OIC holds extraordinary meeting to respond to desecration of holy Quran

OIC Confrence Jeddah

Tehran, IRNA – The Organization of Islamic Cooperation (OIC) has held a meeting to review possible actions against recent cases of desecration of the holy Quran in Europe.

OIC’s extraordinary meeting was held on Tuesday at the organization’s headquarters in Jeddah, Saudi Arabia.

According to a report on OIC’s official website, the meeting was held to “express the organization’s common stance against the recent desecration of The Holy Quran in Sweden, the Netherlands, and Denmark as well as to discuss possible actions that could be taken by the OIC against the perpetrators of the despicable Islamophobic attacks.”

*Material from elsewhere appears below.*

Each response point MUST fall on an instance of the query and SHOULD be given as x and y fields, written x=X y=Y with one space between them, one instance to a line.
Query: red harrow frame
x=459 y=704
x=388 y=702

At the meeting, the OIC Secretary-General Hissein Brahim Taha said the insults directed at Quran in Europe were “criminal acts…to target Muslims.”

“…the relevant governments must take severe counter-measures, especially because such provocation have been committed repeatedly by far-right extremists in their countries,” Taha was quoted as saying in the report on OIC’s website.

As he stated, such insults “must not be seen as just an ordinary incident of Islamophobia… such act is a direct insult to the entire 1.6 billion Muslim population” of the world.

Desecration of the holy Quran in several European countries have trigged condemnations from many countries and entities around the world.

The Islamic Republic of Iran, Turkiye, Egypt, Kuwait, United Arab Emirates, Qatar, Saudi Arabia, Indonesia, Jordan, and Morocco, as well as some organizations and entities including the Persian Gulf Cooperation Organization, Yemen’s Ansarullah movement, Lebanon’s Hezbollah and Palestine’s Hamas have all condemned the insults while calling for measures to prevent a repetition of such incidents in European countries.